Sole proprietors and garden-variety LLCs enjoy a bit more flexibility under certain circumstances.
Assets within your S-Corp can also be problematic upon death. If you own an asset at the time of death, the asset is re-valued and your heirs get a step-up in basis (cost). So when they sell the asset their gain is lower. For example, you buy a painting for $5,000. And when you die, the painting is valued at $20,000. If your heirs sell the painting for $25,000, they will only realize a $5,000 taxable gain.
If the asset is sitting in the S-Corp upon your death, the S-Corp’s stock value might get a step-up in basis, but it is much harder to prove than the increased value of one particular asset.
C Corp to S Corp Problems
There are several potential problems when electing a C Corporation to be taxed as an S Corporation. First is called the built-in gains tax, or BIG tax for short. This is a tax that is paid on appreciated assets that are transferred from the C Corp to the S Corp upon election. This also means your assets need to be appraised as of the conversion date.
For example, if an S Corp that was recently converted from a C Corp sells some real estate that increased in value when owned by the C Corp, the S Corp will probably pay taxes on the appreciation even though the corporation is now an S Corp. The BIG tax is for any asset sold within 5 years of S Corp election (it was a 10 years look back period, then whittled down to 7 due to the American Recovery and Reinvestment Act of 2009 and then 5 thanks to the Small Business Jobs Act of 2010).
More bad news- Net Operating Losses (NOLs) can be carried forward and used in future years, but unused NOLs will be lost forever unless the C Corp can use it for previous years through an amended tax return. Otherwise the NOL cannot be used by the S Corp nor its shareholders.

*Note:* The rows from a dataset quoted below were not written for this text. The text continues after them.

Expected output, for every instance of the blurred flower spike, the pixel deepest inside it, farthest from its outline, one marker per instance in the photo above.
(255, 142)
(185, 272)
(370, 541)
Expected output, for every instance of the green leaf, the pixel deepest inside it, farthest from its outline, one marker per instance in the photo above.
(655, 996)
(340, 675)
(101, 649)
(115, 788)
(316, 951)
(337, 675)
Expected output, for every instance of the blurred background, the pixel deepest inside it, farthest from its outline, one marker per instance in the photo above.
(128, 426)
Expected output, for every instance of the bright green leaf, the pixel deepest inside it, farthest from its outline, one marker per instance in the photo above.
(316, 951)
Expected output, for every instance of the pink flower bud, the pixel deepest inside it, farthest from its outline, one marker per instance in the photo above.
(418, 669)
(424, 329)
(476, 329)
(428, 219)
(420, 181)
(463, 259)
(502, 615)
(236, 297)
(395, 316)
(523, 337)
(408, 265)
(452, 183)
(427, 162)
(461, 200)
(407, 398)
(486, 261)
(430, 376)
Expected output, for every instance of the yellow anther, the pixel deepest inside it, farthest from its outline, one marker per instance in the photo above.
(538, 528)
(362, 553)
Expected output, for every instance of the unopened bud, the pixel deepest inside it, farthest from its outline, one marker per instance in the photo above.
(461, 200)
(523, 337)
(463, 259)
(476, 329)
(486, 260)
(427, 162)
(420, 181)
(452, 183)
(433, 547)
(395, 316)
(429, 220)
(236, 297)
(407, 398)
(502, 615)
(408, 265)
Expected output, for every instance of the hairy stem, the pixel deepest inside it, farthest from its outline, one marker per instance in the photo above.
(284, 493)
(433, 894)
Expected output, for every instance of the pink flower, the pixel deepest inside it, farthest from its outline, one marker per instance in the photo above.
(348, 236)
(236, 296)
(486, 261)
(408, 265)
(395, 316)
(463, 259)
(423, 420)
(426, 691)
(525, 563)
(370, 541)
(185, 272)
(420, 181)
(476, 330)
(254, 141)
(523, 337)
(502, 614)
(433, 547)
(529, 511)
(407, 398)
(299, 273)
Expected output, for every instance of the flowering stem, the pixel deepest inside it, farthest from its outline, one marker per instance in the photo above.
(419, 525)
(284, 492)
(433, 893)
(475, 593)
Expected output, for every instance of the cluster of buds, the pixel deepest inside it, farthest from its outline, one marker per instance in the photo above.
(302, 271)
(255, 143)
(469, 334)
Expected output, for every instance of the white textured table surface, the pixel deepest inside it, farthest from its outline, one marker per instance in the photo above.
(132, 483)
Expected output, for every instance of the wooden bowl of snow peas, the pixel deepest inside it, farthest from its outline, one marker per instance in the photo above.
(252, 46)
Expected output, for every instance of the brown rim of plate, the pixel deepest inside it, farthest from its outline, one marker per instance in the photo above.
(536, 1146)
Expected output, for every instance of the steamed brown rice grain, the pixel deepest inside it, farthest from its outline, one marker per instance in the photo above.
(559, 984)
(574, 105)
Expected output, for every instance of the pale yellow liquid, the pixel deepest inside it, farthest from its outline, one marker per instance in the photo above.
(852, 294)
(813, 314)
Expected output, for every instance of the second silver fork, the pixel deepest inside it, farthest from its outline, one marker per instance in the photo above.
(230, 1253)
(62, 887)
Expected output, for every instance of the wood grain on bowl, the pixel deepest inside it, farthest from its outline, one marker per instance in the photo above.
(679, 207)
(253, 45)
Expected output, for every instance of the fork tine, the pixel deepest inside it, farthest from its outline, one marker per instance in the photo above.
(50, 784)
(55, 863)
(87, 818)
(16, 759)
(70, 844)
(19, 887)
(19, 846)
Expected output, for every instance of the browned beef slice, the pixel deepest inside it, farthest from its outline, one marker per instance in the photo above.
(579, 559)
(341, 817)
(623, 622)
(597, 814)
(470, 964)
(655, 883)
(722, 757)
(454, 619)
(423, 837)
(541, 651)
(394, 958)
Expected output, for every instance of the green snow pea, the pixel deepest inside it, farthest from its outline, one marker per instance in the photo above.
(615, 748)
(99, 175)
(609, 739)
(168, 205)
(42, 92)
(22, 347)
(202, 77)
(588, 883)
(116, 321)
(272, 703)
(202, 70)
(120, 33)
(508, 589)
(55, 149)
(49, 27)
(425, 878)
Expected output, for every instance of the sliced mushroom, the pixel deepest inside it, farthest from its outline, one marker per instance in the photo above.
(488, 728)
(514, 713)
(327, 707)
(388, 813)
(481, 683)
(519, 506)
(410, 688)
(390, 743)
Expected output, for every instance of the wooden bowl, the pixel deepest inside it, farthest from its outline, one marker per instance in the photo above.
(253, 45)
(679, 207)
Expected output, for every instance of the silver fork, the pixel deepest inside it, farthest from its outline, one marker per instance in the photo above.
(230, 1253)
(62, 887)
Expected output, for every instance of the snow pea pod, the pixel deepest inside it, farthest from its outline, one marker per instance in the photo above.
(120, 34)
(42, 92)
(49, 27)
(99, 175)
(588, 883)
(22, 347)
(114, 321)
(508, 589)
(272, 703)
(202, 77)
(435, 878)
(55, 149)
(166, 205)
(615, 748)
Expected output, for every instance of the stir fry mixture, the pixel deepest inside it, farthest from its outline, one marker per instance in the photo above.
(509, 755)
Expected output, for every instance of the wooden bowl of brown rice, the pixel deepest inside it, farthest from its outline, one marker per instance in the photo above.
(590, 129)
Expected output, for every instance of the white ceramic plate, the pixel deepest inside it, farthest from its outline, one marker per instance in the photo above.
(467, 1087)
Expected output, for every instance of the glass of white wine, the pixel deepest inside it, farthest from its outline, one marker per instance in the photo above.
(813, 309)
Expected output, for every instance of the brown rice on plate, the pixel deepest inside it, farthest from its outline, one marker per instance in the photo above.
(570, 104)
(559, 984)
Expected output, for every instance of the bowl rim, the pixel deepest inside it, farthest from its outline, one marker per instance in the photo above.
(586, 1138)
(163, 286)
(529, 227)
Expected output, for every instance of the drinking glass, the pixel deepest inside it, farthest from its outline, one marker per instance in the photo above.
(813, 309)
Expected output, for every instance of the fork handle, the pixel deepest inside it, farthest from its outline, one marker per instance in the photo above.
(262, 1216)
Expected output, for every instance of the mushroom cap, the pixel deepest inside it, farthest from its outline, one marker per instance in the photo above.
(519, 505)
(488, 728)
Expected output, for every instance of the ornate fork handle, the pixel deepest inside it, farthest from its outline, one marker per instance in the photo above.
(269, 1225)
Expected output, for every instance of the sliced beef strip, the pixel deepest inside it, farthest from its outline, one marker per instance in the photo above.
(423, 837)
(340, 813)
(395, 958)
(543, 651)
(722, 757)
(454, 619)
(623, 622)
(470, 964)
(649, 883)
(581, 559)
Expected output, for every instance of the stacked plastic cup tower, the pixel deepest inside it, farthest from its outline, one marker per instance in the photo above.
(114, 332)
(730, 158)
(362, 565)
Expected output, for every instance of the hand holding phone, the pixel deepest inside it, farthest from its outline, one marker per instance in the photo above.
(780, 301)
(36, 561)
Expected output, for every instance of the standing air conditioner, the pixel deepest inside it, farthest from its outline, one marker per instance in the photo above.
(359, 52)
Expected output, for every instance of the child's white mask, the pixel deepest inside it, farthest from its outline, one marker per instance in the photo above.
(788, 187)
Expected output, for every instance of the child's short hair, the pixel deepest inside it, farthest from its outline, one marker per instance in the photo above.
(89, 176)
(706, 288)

Other issues arise from accounts receivable, inventory, and rents, royalties and investment income. More discussion is always required when dreaming of converting your C Corp to an S Corp.
Going Concern
Is your S Corp going to be needed next year, or the year after that? While an S Corp might make sense in the immediate future, the costs and hassles of startup and shutdown need to be amortized or spread out over a handful of years at the minimum. In others, if your consulting gig might turn into a W-2 job next year, perhaps wait or defer the creation of an S Corp.
Marriage
Marriage in itself is not a reason to elect S Corporation status. But an S Corp is like a marriage- easy to get into, hard to get out. The S Corporation needs to be terminated, the business needs to reclassify itself as an LLC, a final tax return needs to be filed, payroll accounts need to be closed, etc. We are not trying to alarm you or dissuade you, but at the same time many people forget about the back-end issues. And Yes, WCG (formerly Watson CPA Group) can take care of all this.
Recap
There are several issues where an S Corporation election does NOT make sense. Be wary of all the accountants and other business owners who automatically check the Yes box when asked about making the election. As you can see, it is not for everyone or every situation. WCG (formerly Watson CPA Group) will ask questions to ensure the fit is correct and that it makes sense.